LABOUR'S finance spokesman is facing questions after accepting money from a "charity" meant to promote relations between Scotland and Pakistan which is being investigated by watchdogs.

Eastwood MSP Ken Macintosh took £1625 from the Scottish Asian Pakistan (SAP) Foundation in December, as a candidate for the Labour leadership.

Although the SAP Foundation is a limited company, its articles of association say it is a "charity" whose aims include relieving poverty, advancing education and health, promoting community cohesion, and providing advice and support for the Asian and Pakistani communities.

However both the Office of the Scottish Charity Regulator (OSCR) and the UK Charities Commission say they have never received an application from the SAP Foundation to be registered as a charity.

OSCR is now checking on the Foundation under its "Inquiry and Intervention policy".

Even if the SAP Foundation were a registered charity, both OSCR and the Charities Commission say charities must not make political donations, to parties or to individual candidates, and must remain independent of party politics. The SAP Foundation's president is Labour activist Amer Masood, the general secretary of Edinburgh Labour's Community Cohesion Taskforce. The SAP Foundation and the Labour Taskforce have the same phone number.

The SNP have urged Macintosh to return the money.

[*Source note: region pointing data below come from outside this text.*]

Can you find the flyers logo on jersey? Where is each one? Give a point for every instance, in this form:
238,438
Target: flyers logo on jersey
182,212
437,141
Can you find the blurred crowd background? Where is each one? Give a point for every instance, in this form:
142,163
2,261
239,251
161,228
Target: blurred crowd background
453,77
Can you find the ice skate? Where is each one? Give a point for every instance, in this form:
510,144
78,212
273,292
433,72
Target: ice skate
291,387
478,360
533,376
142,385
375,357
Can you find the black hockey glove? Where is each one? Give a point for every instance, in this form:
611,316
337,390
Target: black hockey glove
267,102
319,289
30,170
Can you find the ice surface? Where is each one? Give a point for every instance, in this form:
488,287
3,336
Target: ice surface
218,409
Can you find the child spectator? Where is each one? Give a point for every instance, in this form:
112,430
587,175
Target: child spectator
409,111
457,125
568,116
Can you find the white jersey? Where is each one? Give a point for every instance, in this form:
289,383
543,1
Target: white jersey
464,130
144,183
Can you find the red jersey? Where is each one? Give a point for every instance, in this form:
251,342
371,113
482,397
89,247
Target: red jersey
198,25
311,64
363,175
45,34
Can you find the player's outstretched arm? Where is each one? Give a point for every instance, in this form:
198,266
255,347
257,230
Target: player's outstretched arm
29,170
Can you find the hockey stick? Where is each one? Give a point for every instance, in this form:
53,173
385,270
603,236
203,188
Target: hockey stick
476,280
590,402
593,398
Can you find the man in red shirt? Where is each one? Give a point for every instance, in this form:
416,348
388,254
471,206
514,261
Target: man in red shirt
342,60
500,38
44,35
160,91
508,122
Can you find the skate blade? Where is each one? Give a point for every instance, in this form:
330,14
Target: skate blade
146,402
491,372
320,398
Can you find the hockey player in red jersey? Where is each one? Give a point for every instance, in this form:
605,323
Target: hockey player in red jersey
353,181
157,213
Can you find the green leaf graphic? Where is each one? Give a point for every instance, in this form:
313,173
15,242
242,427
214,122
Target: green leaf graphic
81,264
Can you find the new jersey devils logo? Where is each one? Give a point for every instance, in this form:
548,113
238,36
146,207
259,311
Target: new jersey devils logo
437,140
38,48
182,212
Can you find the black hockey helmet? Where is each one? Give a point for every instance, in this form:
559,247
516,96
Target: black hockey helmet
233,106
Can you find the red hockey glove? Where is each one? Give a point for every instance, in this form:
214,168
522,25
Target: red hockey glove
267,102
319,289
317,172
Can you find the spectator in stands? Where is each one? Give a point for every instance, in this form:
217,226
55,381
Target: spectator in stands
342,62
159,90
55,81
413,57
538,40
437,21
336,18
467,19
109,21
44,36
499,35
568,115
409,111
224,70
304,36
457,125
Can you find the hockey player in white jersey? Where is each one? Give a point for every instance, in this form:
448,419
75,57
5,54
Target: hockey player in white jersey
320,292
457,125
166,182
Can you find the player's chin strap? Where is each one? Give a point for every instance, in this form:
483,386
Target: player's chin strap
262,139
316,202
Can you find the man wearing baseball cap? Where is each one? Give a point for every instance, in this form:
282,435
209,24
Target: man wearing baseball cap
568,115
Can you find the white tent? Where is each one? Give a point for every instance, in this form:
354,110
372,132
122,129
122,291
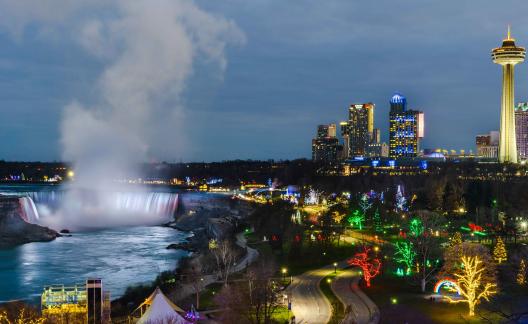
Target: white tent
161,311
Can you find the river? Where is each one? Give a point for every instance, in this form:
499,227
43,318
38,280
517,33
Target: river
121,256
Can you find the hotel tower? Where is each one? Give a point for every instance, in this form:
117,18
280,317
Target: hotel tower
508,55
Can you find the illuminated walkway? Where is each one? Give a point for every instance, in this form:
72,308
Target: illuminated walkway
309,305
361,309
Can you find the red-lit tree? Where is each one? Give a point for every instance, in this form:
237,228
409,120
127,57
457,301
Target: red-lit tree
370,266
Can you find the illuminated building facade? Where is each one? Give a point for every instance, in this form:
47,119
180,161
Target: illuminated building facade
406,128
488,145
325,147
84,303
360,128
521,129
508,55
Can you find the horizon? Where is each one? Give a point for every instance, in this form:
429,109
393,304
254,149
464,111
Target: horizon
276,80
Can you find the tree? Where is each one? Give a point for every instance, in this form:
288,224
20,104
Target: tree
225,257
369,265
521,275
377,222
471,264
416,227
456,239
426,245
253,300
499,251
405,254
356,219
364,203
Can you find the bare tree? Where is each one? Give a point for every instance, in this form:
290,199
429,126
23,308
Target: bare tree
225,257
253,300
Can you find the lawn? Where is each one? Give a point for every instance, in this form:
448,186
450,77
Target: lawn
399,302
338,310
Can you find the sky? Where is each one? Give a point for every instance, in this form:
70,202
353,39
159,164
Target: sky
259,93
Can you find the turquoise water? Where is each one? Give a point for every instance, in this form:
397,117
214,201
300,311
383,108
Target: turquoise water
120,256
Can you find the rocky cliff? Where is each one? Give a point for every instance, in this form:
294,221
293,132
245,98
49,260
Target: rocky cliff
14,230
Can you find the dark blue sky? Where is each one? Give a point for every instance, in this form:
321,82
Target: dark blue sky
303,63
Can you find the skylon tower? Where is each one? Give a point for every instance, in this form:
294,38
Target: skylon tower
508,55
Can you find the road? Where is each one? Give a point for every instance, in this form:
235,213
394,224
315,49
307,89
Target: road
362,309
309,305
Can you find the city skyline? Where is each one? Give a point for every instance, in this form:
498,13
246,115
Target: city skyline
260,88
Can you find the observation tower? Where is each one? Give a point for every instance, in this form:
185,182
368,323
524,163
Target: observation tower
508,55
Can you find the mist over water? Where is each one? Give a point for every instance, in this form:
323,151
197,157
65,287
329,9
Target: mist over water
147,50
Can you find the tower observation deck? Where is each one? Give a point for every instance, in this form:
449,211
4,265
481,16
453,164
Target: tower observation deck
508,55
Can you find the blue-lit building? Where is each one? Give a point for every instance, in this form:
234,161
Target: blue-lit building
406,128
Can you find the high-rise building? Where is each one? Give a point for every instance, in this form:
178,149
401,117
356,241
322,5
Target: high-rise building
507,56
358,131
344,135
488,145
521,129
325,147
406,128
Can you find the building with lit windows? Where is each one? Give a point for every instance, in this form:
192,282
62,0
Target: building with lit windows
488,145
521,129
406,128
325,147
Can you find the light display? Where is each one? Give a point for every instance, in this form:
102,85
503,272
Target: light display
405,254
499,251
521,275
471,284
370,267
401,201
416,227
377,222
364,203
356,219
448,284
456,239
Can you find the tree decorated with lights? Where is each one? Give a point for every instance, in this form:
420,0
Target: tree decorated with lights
377,222
370,266
423,226
356,219
499,251
472,266
521,275
401,201
416,227
405,254
364,203
456,239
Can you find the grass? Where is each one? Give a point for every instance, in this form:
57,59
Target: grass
398,302
282,315
338,311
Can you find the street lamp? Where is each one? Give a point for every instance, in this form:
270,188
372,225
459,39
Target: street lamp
284,271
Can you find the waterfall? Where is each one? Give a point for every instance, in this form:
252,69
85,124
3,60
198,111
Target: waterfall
29,210
36,203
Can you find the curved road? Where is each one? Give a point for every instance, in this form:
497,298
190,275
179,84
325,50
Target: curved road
362,309
309,305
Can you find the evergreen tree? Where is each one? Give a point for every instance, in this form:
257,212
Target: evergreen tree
521,275
456,239
499,251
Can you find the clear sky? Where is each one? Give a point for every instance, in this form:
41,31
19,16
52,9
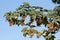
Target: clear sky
14,32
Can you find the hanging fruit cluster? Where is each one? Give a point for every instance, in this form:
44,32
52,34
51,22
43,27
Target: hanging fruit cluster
49,18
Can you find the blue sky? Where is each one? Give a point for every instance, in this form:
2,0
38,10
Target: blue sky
14,32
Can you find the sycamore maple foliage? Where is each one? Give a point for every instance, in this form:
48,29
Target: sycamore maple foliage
36,13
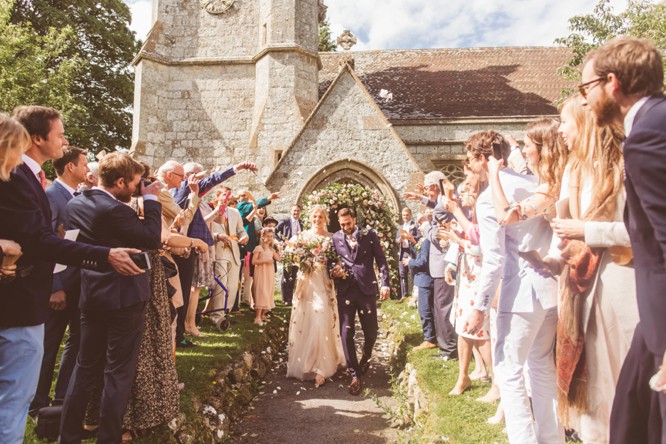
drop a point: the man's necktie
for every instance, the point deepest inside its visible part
(42, 179)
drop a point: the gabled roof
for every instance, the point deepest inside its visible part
(454, 83)
(341, 70)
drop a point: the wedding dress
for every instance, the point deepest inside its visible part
(315, 346)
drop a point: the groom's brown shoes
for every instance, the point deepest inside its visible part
(355, 387)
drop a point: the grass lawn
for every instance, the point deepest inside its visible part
(453, 419)
(198, 366)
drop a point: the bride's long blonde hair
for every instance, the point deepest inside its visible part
(322, 209)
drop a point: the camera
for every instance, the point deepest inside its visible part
(141, 260)
(142, 183)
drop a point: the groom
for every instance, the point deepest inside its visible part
(356, 287)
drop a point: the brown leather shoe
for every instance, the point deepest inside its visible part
(425, 345)
(355, 387)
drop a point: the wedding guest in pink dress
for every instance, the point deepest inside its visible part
(263, 259)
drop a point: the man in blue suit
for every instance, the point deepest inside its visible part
(24, 302)
(356, 287)
(198, 230)
(623, 82)
(71, 169)
(111, 305)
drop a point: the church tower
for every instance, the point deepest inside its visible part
(221, 81)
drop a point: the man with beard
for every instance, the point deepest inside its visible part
(111, 305)
(623, 81)
(71, 169)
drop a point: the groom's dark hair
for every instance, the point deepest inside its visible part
(347, 212)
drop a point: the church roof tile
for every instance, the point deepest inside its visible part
(456, 83)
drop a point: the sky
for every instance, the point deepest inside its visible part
(421, 24)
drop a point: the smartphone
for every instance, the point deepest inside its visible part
(497, 151)
(141, 260)
(446, 191)
(142, 183)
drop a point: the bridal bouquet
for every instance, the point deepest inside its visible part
(308, 254)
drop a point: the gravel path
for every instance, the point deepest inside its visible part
(295, 412)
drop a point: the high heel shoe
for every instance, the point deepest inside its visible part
(193, 331)
(459, 389)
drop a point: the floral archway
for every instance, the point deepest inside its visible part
(372, 210)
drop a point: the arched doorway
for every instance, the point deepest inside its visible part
(350, 171)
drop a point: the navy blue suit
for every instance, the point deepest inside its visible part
(284, 232)
(404, 253)
(198, 230)
(111, 312)
(69, 281)
(420, 266)
(639, 414)
(358, 292)
(26, 219)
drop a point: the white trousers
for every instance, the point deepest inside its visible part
(229, 276)
(528, 338)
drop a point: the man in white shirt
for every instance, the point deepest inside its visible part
(527, 309)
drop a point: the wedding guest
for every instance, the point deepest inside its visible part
(112, 306)
(10, 158)
(8, 249)
(71, 170)
(247, 207)
(229, 235)
(420, 267)
(597, 313)
(92, 177)
(315, 346)
(443, 292)
(406, 237)
(203, 270)
(623, 80)
(197, 229)
(285, 230)
(26, 219)
(464, 257)
(263, 259)
(546, 156)
(154, 398)
(527, 310)
(172, 174)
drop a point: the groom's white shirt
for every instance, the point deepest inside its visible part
(521, 283)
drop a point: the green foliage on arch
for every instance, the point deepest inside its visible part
(372, 211)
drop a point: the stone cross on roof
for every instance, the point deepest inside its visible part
(346, 40)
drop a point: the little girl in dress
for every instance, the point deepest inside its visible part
(263, 259)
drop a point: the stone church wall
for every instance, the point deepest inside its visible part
(345, 127)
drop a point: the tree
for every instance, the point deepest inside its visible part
(99, 117)
(642, 18)
(326, 42)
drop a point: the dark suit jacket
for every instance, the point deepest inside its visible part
(414, 231)
(421, 266)
(645, 217)
(359, 263)
(283, 229)
(108, 222)
(198, 228)
(26, 219)
(69, 279)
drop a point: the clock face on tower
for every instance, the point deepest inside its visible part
(216, 6)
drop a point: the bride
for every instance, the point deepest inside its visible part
(315, 347)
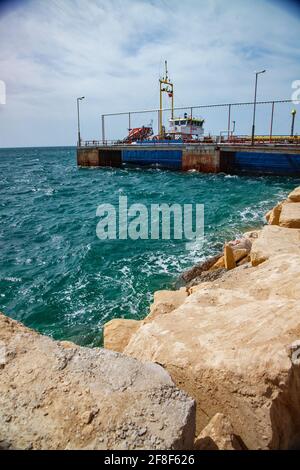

According to the Electoral Commission's records, Macintosh, 50, received the £1625 on December 4, the same day he attended a dinner held by the SAP Foundation at an Edinburgh restaurant.

Photographs on the SAP Foundation's Facebook site show he was accompanied by his campaign manager, Michael McMahon, MSP for Uddingston and Bellshill.

Two days later McMahon addressed an anti-Nato protest by the SAP Foundation outside Holyrood.

The £1625 was formally accepted by Macintosh on December 19 – two days after Johann Lamont won the party leadership – and reported to the electoral watchdog on January 13 this year.

The money, the sole registered donation given to Macintosh as a leadership candidate, was attributed to the SAP Foundation in its form as a limited company rather than a charity, or to its individual members.

According to Companies House, the SAP Foundation was incorporated in May last year by Masood, 42, Masood Malik, 73, a veteran community campaigner in Edinburgh, and Hassan Shah Bukhari, a 52-year-old businessman in the capital.

It is based at a business centre in Edinburgh's Morningside and has yet to publish any accounts.

Despite being a new body, the Foundation has made connections with a number of politicians. It was involved in a cross-party reception at Holyrood last November to mark the festival of Eid, attended by LibDem leader Willie Rennie and Labour MSP Hanzala Malik. Tory MSP Murdo Fraser is an honorary patron.

Justice Secretary Kenny MacAskill also met the Foundation in November, in the same restaurant Macintosh attended, but a source close to MacAskill said there was "never any question" of fundraising.

Despite Macintosh reporting that the money came from the Foundation as a limited company, Bukhari, its finance secretary, said the cash was raised from individuals at the December dinner. "We raised it from the people attending," he said.

Asked if people knew they were contributing to Macintosh personally, he said: "Yes, most likely that's why they gave it to him."

Asked about the Foundation's articles calling it a charity, he said: "Oh my. I didn't realise that. I have to look into it." He denied there was anything untoward.

Masood did not return the Sunday Herald's call.

Macintosh said he understood the Foundation was a charity, and gave the money as a company.

"They promote good relations between Pakistan and Scotland. That's what they say they're about. That's what they do. It was a very up-front donation. We had a dinner. We got together specifically to raise money for my campaign. It could not have been more straightforward."

Asked how giving money to his campaign would advance relations between Pakistan and Scotland, he said: "That's a question for them."

An SNP spokesman said: "This was a serious error of judgment by Ken Macintosh in taking a political donation from a charitable body. As it appears to have come from a non-permissable source, he should return the money immediately."

An OSCR spokesman said: "I can confirm that we do not have an application for charitable status for this body [the Scottish Asian Pakistan Foundation] and it is not a recognised Scottish charity.

"We are currently looking at whether there are issues of representation in their Memoranda and Articles of Association, in line with our Inquiry and Intervention policy.

"It is a breach of the legislation for a body to hold itself out as a charity if it is not on the Scottish Charity Register. OSCR has powers to act in these circumstances."